I support equal rights -- therefore I oppose gay marriage; or more precisely, I oppose gay marriage laws, pro or con. Any law about marriage is contrary to the Constitution, because to so many marriage is a religious matter.
Taken in the larger context of equal rights and the Constitution, the fight for gay marriage laws is not a fight for equality; it is a fight to be established as part of the established special-interest power structure. If it is won, it will be a blow against equal rights and an affirmation of the religious persecution that got us to this point -- and cooperation with the religious persecution that will still be there in the law.
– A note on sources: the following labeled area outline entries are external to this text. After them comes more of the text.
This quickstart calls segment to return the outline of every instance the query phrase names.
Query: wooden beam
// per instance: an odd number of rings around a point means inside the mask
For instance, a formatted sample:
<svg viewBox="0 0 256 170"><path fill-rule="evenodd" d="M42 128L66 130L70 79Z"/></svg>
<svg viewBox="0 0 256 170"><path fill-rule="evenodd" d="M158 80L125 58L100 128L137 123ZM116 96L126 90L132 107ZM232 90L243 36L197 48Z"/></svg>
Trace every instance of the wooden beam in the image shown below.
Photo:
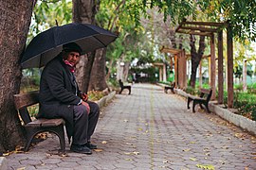
<svg viewBox="0 0 256 170"><path fill-rule="evenodd" d="M197 25L197 26L225 26L227 23L214 22L182 22L183 25Z"/></svg>
<svg viewBox="0 0 256 170"><path fill-rule="evenodd" d="M180 29L199 30L206 32L217 32L218 28L208 28L208 27L193 27L193 26L180 26Z"/></svg>
<svg viewBox="0 0 256 170"><path fill-rule="evenodd" d="M165 47L163 47L163 48L160 49L160 52L161 53L171 53L173 55L176 55L176 54L182 52L182 50L174 49L174 48L165 48Z"/></svg>
<svg viewBox="0 0 256 170"><path fill-rule="evenodd" d="M210 32L195 32L195 31L184 31L184 30L177 30L177 33L181 34L192 34L192 35L202 35L202 36L208 36L210 37Z"/></svg>
<svg viewBox="0 0 256 170"><path fill-rule="evenodd" d="M218 103L224 102L223 77L223 31L218 32Z"/></svg>

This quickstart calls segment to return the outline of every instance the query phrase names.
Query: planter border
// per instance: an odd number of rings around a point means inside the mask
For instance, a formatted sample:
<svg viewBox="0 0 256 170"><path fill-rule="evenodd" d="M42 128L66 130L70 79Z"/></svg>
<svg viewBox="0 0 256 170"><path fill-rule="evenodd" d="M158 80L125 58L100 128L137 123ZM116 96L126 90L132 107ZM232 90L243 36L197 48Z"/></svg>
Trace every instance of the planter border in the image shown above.
<svg viewBox="0 0 256 170"><path fill-rule="evenodd" d="M103 96L102 98L101 98L100 100L95 101L95 102L99 105L100 109L101 109L102 107L107 105L107 103L109 101L111 101L115 95L116 95L116 91L113 91L110 94L108 94L107 95Z"/></svg>

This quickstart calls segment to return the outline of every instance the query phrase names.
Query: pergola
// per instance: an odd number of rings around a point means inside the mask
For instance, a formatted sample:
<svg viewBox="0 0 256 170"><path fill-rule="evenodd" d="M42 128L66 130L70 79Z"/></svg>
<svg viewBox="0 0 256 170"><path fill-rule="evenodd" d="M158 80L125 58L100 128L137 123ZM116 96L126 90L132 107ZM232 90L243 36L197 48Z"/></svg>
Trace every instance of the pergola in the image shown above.
<svg viewBox="0 0 256 170"><path fill-rule="evenodd" d="M229 22L187 22L183 21L175 32L192 35L203 35L210 38L210 87L212 88L213 97L215 96L216 87L216 63L215 63L215 42L214 33L218 36L218 103L222 104L224 100L224 76L223 76L223 29L227 28L228 44L228 107L233 107L233 43L231 27Z"/></svg>
<svg viewBox="0 0 256 170"><path fill-rule="evenodd" d="M160 49L161 53L170 53L173 57L170 57L170 65L171 70L173 70L173 64L174 59L174 73L175 73L175 86L179 87L180 89L184 89L187 87L187 62L186 62L186 55L184 49L174 49L174 48L167 48L162 46Z"/></svg>

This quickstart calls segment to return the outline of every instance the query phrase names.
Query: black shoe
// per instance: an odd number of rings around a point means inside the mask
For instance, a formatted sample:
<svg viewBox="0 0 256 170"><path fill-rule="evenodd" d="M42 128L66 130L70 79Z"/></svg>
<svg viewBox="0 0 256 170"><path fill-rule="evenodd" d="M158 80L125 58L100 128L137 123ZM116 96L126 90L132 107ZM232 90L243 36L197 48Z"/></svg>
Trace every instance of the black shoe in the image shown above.
<svg viewBox="0 0 256 170"><path fill-rule="evenodd" d="M90 149L97 149L97 145L91 144L90 142L86 143L84 145Z"/></svg>
<svg viewBox="0 0 256 170"><path fill-rule="evenodd" d="M82 153L82 154L87 154L87 155L92 154L91 149L89 149L85 145L81 145L81 144L71 144L70 150L73 152Z"/></svg>

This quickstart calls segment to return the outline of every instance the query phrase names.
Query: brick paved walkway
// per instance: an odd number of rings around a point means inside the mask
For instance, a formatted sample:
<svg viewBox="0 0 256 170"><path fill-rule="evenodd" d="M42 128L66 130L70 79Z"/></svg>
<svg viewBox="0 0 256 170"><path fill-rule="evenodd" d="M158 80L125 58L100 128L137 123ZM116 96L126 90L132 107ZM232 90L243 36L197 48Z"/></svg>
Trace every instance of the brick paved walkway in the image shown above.
<svg viewBox="0 0 256 170"><path fill-rule="evenodd" d="M102 110L93 154L56 154L56 137L7 157L9 169L256 169L256 139L214 114L192 113L175 94L135 84Z"/></svg>

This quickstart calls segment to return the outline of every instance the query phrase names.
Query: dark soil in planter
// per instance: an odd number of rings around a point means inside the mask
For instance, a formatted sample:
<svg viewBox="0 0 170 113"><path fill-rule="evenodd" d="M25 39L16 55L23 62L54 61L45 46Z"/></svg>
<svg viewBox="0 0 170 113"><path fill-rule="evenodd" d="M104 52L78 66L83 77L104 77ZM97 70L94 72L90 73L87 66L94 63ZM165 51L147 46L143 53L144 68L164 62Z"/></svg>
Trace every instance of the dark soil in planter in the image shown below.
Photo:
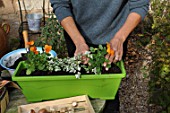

So, no -- I won't stay out of the way, because I don't believe in writing the wants of special interests into law; I believe in freedom.

That's what I'm saying. And forgive me, but in the spirit of full disclosure, I didn't read the entirety of your last posting. If you're neutral on the issue of gay marriage, that's fine. But I won't spend my time reading everything typed by someone who actually opposes gay marriage. I can find better things to do, thanks. I actually knew someone living in MA who didn't care for marriage for himself; didn't see the need for it; but when the court decision came down, he took a bus up to Beacon Hill and protested w/the rest of those who wanted to marry their partners or find someone one day to marry and then walk down that aisle. Him? Nah, but at least he didn't try to talk other people out of fighting for it. Now there's someone I definitely respected.

I don't see anything to respect in someone supporting the fight of one special interest to horn in on the territory carved out by another.
Here in Oregon, when a couple of counties started giving out marriage licenses to gay couples, many gays cheered. But what were they cheering? Simply this: rebellion against the law, misuse of elected office, misappropriation of public resources, all for the sake of catering to a special interest.
But then for most people, special interests are bad... unless it's theirs.